New York Times: Publishers Banning Conservatives Isn't Blacklisting Because They Can Self-Publish

It figures that this argument would be made by the New York paper that can make or break books in an industry based out of the same city. And that it would be made by Ben Smith, the loathsome Buzzfeed vet who had been previously dispatched to do a hit piece on Andrew Sullivan over false allegations of racism.

The specific topic here is the New York Times unabashedly celebrating Hachette's firing of Kate Hartson at Center Street, a conservative imprint, for publishing... conservatives.

Am I exaggerating? Nah.

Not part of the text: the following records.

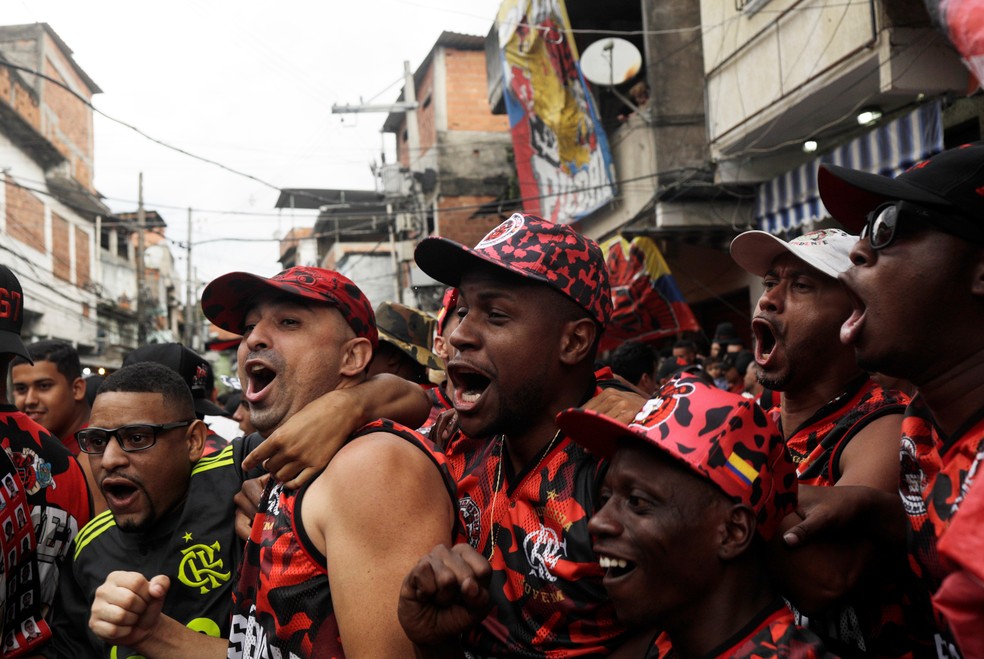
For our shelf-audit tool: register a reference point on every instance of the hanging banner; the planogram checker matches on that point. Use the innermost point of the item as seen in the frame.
(563, 161)
(648, 305)
(962, 21)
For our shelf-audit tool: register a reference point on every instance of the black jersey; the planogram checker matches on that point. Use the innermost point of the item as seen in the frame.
(195, 546)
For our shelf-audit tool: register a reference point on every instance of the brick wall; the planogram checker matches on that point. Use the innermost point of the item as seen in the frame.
(83, 273)
(20, 98)
(459, 225)
(467, 103)
(70, 127)
(61, 251)
(25, 216)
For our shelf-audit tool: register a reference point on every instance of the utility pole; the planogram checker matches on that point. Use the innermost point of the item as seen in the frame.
(141, 274)
(190, 306)
(408, 106)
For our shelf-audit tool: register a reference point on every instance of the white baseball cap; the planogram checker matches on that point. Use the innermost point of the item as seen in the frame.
(827, 250)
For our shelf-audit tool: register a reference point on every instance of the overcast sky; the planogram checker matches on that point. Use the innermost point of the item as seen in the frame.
(246, 83)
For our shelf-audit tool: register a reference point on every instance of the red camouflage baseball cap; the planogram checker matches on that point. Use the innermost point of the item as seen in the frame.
(721, 437)
(531, 247)
(226, 299)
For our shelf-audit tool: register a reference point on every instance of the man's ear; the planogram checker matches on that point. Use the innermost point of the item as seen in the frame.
(739, 532)
(577, 340)
(78, 389)
(356, 355)
(977, 286)
(196, 434)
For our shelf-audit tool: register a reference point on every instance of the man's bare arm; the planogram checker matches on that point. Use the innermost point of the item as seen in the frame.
(379, 506)
(304, 445)
(838, 534)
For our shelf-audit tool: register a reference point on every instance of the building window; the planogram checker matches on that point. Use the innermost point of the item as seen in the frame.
(750, 7)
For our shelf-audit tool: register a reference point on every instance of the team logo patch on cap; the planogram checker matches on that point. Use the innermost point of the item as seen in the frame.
(503, 232)
(659, 409)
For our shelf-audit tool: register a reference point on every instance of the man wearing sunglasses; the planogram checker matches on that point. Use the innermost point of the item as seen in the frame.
(918, 291)
(385, 497)
(840, 427)
(145, 445)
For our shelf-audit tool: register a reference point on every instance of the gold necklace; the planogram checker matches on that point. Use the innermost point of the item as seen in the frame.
(497, 485)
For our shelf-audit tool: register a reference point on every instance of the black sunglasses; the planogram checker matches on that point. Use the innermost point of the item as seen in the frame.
(133, 437)
(882, 223)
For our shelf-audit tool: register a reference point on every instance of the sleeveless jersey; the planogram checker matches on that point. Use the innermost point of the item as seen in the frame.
(817, 445)
(872, 622)
(282, 604)
(547, 592)
(43, 503)
(195, 545)
(936, 473)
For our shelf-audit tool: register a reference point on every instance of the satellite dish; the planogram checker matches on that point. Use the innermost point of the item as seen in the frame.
(611, 61)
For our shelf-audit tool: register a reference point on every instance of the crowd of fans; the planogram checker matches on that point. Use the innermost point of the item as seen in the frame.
(484, 484)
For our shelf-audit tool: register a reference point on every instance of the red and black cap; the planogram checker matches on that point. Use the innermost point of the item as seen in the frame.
(950, 182)
(192, 367)
(11, 315)
(719, 436)
(533, 248)
(226, 299)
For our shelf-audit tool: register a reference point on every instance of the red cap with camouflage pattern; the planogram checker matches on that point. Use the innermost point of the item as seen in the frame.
(531, 247)
(226, 299)
(719, 436)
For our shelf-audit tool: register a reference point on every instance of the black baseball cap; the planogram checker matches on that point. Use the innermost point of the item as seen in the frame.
(11, 314)
(192, 367)
(950, 182)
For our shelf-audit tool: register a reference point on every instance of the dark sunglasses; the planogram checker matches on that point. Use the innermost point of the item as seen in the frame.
(133, 437)
(882, 223)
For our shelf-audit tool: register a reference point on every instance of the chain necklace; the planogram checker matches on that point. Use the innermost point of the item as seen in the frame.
(497, 526)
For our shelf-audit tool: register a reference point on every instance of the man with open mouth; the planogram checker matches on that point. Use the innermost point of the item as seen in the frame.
(918, 291)
(840, 427)
(170, 510)
(324, 563)
(699, 482)
(533, 299)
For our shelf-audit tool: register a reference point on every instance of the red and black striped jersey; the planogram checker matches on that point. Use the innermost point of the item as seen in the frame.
(48, 479)
(547, 592)
(769, 635)
(936, 472)
(871, 622)
(282, 603)
(817, 445)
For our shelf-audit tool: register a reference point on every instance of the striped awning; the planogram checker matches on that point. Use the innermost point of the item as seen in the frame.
(788, 201)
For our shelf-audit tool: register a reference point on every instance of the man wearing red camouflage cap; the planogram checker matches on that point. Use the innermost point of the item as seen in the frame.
(533, 299)
(698, 483)
(323, 565)
(918, 290)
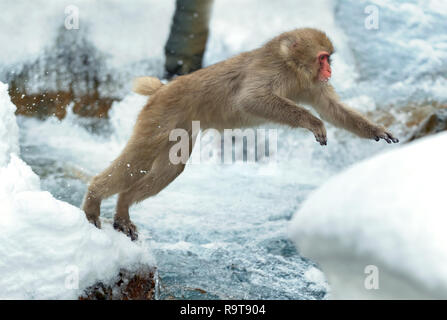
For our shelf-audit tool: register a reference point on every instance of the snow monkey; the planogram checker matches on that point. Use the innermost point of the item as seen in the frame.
(262, 85)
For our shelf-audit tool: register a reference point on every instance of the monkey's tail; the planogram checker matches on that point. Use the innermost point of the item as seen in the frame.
(146, 85)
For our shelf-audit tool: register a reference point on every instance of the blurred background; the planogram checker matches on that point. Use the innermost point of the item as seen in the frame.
(217, 231)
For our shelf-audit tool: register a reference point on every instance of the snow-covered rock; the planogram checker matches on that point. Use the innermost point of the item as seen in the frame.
(381, 223)
(48, 250)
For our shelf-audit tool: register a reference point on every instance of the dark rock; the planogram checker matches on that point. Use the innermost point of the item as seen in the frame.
(434, 123)
(141, 285)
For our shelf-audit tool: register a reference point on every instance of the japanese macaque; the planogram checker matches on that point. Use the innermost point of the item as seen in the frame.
(252, 88)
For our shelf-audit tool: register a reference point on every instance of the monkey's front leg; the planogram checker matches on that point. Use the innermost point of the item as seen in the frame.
(335, 112)
(284, 111)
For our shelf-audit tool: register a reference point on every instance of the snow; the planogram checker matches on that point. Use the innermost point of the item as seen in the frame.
(387, 211)
(235, 247)
(48, 249)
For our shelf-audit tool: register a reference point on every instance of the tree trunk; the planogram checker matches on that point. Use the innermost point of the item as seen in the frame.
(187, 40)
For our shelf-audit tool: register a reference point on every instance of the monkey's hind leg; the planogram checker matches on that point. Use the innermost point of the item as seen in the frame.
(117, 178)
(162, 173)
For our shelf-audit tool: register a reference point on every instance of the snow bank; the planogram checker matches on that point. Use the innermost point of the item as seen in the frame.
(389, 212)
(48, 249)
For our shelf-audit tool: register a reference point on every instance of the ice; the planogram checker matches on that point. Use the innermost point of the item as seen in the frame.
(387, 211)
(9, 131)
(48, 249)
(219, 228)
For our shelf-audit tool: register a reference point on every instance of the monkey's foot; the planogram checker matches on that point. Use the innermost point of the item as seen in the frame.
(126, 227)
(94, 220)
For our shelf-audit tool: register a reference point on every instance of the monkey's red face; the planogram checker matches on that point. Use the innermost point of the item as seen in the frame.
(324, 69)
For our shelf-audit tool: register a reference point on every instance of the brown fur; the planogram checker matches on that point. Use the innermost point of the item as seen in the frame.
(252, 88)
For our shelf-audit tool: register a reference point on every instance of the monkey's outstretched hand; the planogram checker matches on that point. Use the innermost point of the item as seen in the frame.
(381, 133)
(319, 131)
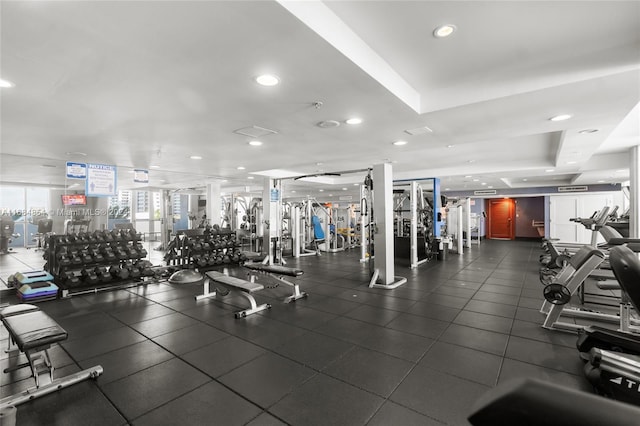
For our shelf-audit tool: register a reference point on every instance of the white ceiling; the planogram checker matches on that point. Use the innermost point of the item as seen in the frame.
(139, 84)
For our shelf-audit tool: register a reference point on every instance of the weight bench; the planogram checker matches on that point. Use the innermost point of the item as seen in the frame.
(277, 273)
(33, 332)
(224, 284)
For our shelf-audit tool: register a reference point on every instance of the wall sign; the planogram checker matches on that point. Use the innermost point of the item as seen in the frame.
(101, 180)
(76, 170)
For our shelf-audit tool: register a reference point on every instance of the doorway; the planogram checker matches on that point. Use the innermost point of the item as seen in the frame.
(501, 219)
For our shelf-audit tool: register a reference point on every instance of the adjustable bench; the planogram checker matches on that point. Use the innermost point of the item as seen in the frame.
(33, 332)
(224, 284)
(277, 273)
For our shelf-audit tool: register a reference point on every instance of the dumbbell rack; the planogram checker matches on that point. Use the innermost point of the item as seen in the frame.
(204, 250)
(85, 262)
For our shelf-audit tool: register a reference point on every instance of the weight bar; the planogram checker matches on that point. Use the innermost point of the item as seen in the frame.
(556, 294)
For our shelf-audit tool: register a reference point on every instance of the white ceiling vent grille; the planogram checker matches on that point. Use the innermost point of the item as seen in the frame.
(580, 188)
(419, 131)
(255, 131)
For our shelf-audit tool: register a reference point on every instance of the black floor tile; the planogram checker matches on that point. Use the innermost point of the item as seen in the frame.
(393, 414)
(484, 321)
(482, 340)
(476, 366)
(148, 389)
(70, 406)
(266, 419)
(189, 338)
(314, 350)
(372, 314)
(402, 345)
(419, 325)
(267, 379)
(512, 369)
(211, 403)
(449, 401)
(223, 356)
(327, 401)
(163, 324)
(543, 354)
(89, 347)
(491, 308)
(370, 370)
(129, 360)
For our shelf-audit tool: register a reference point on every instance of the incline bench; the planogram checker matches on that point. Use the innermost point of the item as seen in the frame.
(33, 332)
(277, 273)
(225, 284)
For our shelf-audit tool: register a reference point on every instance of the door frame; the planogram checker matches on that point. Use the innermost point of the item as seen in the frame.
(512, 214)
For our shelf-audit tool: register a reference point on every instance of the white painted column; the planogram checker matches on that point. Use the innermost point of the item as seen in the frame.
(467, 218)
(213, 203)
(634, 192)
(383, 238)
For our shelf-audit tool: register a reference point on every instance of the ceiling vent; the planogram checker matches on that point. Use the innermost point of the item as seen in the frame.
(255, 131)
(581, 188)
(327, 124)
(419, 131)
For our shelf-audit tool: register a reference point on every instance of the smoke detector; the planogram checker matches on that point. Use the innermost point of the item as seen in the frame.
(328, 124)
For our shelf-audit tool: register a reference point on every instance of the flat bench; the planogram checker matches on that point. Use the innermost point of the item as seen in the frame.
(277, 273)
(33, 332)
(223, 284)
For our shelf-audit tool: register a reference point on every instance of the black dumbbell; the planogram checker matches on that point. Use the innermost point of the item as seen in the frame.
(89, 276)
(103, 274)
(118, 272)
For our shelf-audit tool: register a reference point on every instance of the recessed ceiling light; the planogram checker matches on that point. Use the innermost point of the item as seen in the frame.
(267, 80)
(444, 31)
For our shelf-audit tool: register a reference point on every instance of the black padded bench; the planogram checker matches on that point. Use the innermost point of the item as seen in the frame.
(33, 332)
(277, 273)
(224, 284)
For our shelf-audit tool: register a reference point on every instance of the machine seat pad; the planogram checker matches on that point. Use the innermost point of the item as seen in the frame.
(237, 283)
(17, 310)
(275, 269)
(33, 329)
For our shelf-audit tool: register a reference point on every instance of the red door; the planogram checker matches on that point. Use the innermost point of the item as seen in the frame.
(501, 223)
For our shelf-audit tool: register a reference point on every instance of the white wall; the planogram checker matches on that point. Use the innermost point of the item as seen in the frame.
(564, 207)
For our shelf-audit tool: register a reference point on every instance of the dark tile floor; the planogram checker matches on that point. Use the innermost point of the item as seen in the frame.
(421, 354)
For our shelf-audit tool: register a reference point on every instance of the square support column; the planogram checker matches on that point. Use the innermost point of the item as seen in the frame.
(384, 255)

This is the New... New York Times and it isn't even bothering to pretend.

"Big Publishing Pushes Out Trump’s Last Fan - Top editors at Hachette have told employees that they’ve learned the lessons of the Capitol siege of Jan. 6: no hate speech, no incitement to violence, no false narratives."

No to political dissent. 

Hachette, you may remember, is the publisher that put out In Defense of Looting, which combined antisemitism, hostility toward Asians, with support for looting. No one seems to have been fired for that one so we can assume that some kinds of hate, incitement, and false narratives are still okay. 

But the perfect New York Times paragraph comes most of the way down.

Thomas Spence, the president of the conservative publisher Regnery, said he regarded the shift by the Big Five (soon to be four, when Penguin Random House completes its acquisition of Simon & Schuster) as a “form of blacklisting.”

Ben Smith however offers this tremendous act of journalism.

"But when that word was used in 1950s Hollywood, the movie studios could silence a writer, director or actor because they exercised near total control over production and distribution. The New York publishers don’t have that power anymore. High-profile authors provide more marketing on social media than any publisher can dream of, and the largely values-neutral Amazon is the main distribution channel for most books. Donald Trump Jr. self-published his second book."

Seriously. It's not blacklisting because... you can self-publish. 

Pathetic. Contemptible. Neither seem to do this justice. It's the sort of thing that a Communist apparatchik would have offered up to an American journalist asking about the persecution of some blacklisted writer. Now it's the sort of contemptible apologia for its blacklists that the New York Times offers up in the very same article in which it promotes and celebrates the blacklist.